4.3. Strengths and Limitations of the Study

The first limitation of the study is the above mentioned significant risk of bias in the included articles. It needs to be mentioned that the eligible studies were mostly carried out in small groups. They were also neither randomized nor interventional studies. Another factor that may hinder the joint interpretation of study results is the variety of methods used. First of all, the studies were conducted on populations that differed in terms of factors presumably affecting the initial risk of nutritional deficiencies, e.g., race and ethnicity, maternal and gestational age, the number of fetuses, body mass index, financial status, a diet, the type of fertilization, local recommendations for supplementation in pregnant women. Moreover, the diversity of assays, machines, as well as implemented techniques, might also have led to biases.
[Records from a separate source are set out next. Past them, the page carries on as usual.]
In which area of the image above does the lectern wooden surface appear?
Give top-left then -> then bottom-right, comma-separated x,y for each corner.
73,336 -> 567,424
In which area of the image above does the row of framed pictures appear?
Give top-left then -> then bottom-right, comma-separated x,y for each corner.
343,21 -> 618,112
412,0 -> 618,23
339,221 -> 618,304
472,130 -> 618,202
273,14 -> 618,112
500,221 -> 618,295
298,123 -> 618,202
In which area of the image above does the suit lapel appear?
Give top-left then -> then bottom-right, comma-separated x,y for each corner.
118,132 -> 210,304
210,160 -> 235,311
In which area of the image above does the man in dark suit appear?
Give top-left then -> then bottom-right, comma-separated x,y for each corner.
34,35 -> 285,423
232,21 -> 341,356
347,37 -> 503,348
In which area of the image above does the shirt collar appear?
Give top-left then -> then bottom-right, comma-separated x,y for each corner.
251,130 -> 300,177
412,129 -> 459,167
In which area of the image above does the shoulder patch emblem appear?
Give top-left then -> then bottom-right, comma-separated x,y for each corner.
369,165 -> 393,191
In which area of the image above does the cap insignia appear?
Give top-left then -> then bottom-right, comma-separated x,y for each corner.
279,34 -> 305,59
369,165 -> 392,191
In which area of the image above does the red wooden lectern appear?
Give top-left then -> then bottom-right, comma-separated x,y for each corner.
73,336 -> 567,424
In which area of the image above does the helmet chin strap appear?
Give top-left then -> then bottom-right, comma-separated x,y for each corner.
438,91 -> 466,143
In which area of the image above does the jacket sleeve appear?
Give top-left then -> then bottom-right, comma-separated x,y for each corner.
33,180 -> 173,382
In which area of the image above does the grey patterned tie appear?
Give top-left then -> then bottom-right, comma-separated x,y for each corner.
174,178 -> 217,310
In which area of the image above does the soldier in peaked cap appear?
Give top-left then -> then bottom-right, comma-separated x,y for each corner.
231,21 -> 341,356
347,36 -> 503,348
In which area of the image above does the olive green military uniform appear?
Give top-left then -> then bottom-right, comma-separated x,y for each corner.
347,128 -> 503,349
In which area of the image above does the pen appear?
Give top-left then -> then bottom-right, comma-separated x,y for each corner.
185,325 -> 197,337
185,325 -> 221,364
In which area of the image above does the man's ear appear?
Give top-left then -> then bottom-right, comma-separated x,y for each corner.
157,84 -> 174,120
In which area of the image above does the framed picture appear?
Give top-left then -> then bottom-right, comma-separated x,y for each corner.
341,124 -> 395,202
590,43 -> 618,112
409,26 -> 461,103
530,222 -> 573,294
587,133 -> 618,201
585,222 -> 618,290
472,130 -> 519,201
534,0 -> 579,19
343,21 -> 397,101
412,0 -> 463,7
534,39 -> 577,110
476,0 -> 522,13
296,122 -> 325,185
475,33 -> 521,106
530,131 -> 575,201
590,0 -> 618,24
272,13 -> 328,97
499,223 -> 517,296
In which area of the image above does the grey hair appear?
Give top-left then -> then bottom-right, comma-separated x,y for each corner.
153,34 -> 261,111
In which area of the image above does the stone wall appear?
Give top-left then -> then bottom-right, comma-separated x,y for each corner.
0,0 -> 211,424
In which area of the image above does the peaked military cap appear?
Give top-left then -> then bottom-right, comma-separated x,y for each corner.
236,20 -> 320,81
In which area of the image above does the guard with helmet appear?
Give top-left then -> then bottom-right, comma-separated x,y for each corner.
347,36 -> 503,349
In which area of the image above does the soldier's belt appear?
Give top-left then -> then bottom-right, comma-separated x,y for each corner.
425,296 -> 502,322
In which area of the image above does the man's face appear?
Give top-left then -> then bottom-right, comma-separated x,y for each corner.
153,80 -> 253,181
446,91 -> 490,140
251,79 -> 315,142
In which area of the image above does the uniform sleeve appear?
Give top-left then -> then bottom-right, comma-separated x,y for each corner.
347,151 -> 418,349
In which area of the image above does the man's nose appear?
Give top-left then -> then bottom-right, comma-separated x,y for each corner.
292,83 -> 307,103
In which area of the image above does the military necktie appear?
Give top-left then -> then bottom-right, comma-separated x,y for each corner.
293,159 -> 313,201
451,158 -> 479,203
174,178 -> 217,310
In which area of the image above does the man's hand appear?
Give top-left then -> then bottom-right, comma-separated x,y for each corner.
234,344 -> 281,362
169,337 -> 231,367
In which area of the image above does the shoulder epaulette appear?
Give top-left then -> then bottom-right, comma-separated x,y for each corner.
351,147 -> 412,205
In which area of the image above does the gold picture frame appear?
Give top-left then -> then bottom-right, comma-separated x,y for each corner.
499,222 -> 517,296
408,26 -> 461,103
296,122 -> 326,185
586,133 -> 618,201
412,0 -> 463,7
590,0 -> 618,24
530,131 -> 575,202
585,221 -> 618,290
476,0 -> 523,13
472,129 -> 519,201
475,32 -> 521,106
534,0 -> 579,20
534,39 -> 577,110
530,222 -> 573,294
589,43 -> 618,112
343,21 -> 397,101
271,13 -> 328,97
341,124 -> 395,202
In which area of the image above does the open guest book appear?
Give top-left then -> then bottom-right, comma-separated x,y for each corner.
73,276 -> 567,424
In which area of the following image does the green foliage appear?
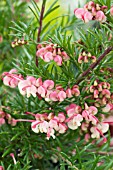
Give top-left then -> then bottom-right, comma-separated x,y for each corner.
0,0 -> 113,170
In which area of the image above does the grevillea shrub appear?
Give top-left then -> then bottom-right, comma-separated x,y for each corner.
0,0 -> 113,170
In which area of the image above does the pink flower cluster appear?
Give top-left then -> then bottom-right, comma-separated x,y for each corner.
0,110 -> 16,126
36,44 -> 69,66
3,69 -> 23,88
11,38 -> 28,48
31,103 -> 109,142
81,103 -> 109,142
110,6 -> 113,16
78,51 -> 96,64
3,69 -> 80,102
31,112 -> 67,140
89,80 -> 113,109
74,1 -> 107,23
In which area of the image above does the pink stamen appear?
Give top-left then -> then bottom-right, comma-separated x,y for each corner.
103,122 -> 113,125
65,114 -> 77,123
96,128 -> 107,142
22,86 -> 31,91
16,119 -> 35,122
10,153 -> 16,165
32,121 -> 43,128
25,112 -> 36,116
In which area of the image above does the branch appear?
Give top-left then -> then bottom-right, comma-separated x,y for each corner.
77,47 -> 113,84
86,149 -> 113,155
36,0 -> 46,67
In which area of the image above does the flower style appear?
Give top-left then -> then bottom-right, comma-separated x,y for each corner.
18,76 -> 37,97
74,1 -> 107,23
36,44 -> 69,66
90,122 -> 109,142
3,69 -> 23,88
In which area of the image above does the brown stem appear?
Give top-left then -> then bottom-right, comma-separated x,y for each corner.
36,0 -> 46,67
77,47 -> 113,84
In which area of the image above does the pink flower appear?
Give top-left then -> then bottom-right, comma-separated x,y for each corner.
3,69 -> 23,88
90,122 -> 109,142
31,120 -> 40,133
66,104 -> 82,117
57,91 -> 66,102
74,8 -> 93,23
47,128 -> 55,140
74,8 -> 86,19
78,55 -> 84,64
67,114 -> 83,130
91,56 -> 97,63
54,55 -> 62,66
36,78 -> 42,87
102,89 -> 111,98
61,51 -> 69,61
43,80 -> 54,90
110,6 -> 113,16
95,11 -> 106,22
58,112 -> 66,122
37,86 -> 47,97
10,153 -> 17,165
49,91 -> 58,101
89,114 -> 98,125
84,133 -> 90,142
43,52 -> 53,62
49,118 -> 59,131
92,7 -> 97,16
94,90 -> 99,98
18,78 -> 37,97
71,85 -> 80,96
0,35 -> 3,43
102,104 -> 111,113
0,110 -> 5,118
58,123 -> 68,134
0,118 -> 5,126
82,110 -> 89,122
36,47 -> 45,59
81,122 -> 89,131
66,88 -> 72,98
83,11 -> 93,23
88,106 -> 98,115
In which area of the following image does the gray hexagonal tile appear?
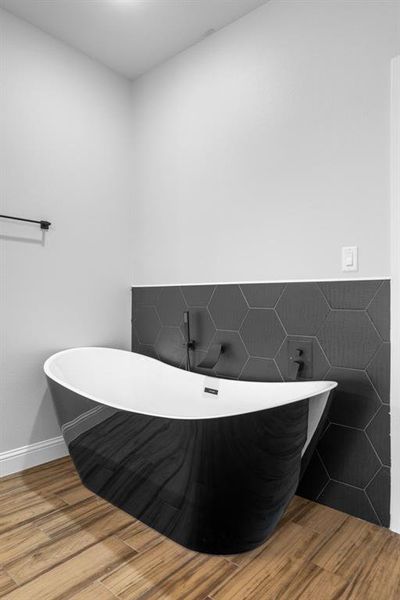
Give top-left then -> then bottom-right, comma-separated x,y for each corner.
132,287 -> 163,306
368,281 -> 390,342
240,283 -> 286,308
326,367 -> 381,429
181,285 -> 215,307
318,481 -> 380,525
318,424 -> 381,488
157,286 -> 186,326
181,308 -> 215,350
366,467 -> 390,527
154,327 -> 186,367
296,452 -> 329,500
318,281 -> 382,309
133,306 -> 161,344
210,331 -> 248,377
138,344 -> 158,359
208,285 -> 248,331
318,310 -> 381,369
366,405 -> 390,467
275,335 -> 329,381
131,326 -> 140,352
240,308 -> 285,358
367,343 -> 390,404
239,358 -> 282,381
276,283 -> 329,335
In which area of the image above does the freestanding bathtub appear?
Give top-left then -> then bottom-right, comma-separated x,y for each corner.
44,348 -> 336,554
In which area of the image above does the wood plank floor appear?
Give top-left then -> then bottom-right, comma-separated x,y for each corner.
0,458 -> 400,600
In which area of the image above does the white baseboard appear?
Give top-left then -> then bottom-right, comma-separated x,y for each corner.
0,436 -> 68,477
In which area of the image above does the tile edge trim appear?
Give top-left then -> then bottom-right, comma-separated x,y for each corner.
131,275 -> 391,288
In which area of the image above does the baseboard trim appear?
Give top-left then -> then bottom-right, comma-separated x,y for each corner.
0,436 -> 68,477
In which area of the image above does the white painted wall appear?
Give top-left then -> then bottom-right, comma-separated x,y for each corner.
0,11 -> 131,460
132,0 -> 400,284
390,54 -> 400,533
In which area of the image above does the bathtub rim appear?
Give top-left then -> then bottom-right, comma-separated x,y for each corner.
43,346 -> 338,421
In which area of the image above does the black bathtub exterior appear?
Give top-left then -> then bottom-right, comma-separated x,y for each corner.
48,378 -> 315,554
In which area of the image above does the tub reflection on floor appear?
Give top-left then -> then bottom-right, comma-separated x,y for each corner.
45,348 -> 336,554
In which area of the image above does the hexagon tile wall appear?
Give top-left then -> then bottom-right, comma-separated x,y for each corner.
132,280 -> 390,526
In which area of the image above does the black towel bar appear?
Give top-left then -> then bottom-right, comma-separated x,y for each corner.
0,215 -> 51,229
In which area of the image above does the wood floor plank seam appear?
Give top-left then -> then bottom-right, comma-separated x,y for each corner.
5,534 -> 139,585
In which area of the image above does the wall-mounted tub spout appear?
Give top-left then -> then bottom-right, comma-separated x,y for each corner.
183,310 -> 195,371
197,344 -> 224,369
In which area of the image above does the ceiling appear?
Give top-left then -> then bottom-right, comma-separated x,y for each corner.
0,0 -> 267,79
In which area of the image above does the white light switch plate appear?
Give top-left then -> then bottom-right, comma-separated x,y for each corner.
342,246 -> 358,271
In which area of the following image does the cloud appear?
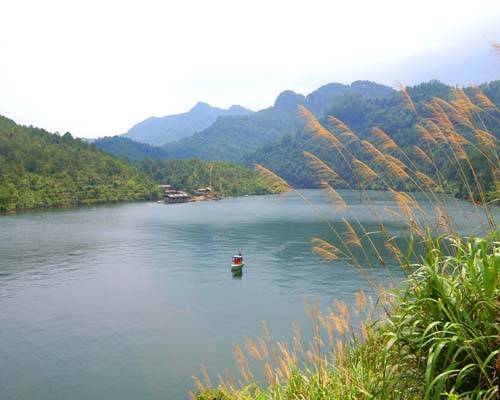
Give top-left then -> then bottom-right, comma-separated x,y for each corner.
0,0 -> 500,137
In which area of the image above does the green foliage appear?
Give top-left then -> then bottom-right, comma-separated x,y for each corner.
0,116 -> 159,212
137,159 -> 271,196
245,81 -> 500,200
196,232 -> 500,400
390,233 -> 500,399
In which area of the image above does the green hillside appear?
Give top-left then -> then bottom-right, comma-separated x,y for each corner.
245,81 -> 500,202
0,116 -> 158,212
137,159 -> 273,197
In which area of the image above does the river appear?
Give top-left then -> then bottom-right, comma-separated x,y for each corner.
0,190 -> 492,400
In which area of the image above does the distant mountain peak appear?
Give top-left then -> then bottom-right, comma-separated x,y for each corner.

In addition to the quality of the included studies, another limitation of this review is the inability to perform quantitative analyses due to the paucity, but also the variety, of the collected data. Conversely, the noteworthy advantages of this systematic review are, first of all, the originality of the subject and the large number of papers reviewed by the authors.

5. Conclusions

Based on the available studies, it may be concluded that women with multiple pregnancies might be at a higher risk of vitamin D and iron deficiencies. For other microelements, the evidence is either inconsistent, scarce or absent. This topic requires further in-depth prospective and population studies. Nevertheless, the nutritional recommendations and schedule of tests aimed at the detection of key nutrient deficiencies in pregnant women probably require adjustments in cases of multiple gestations.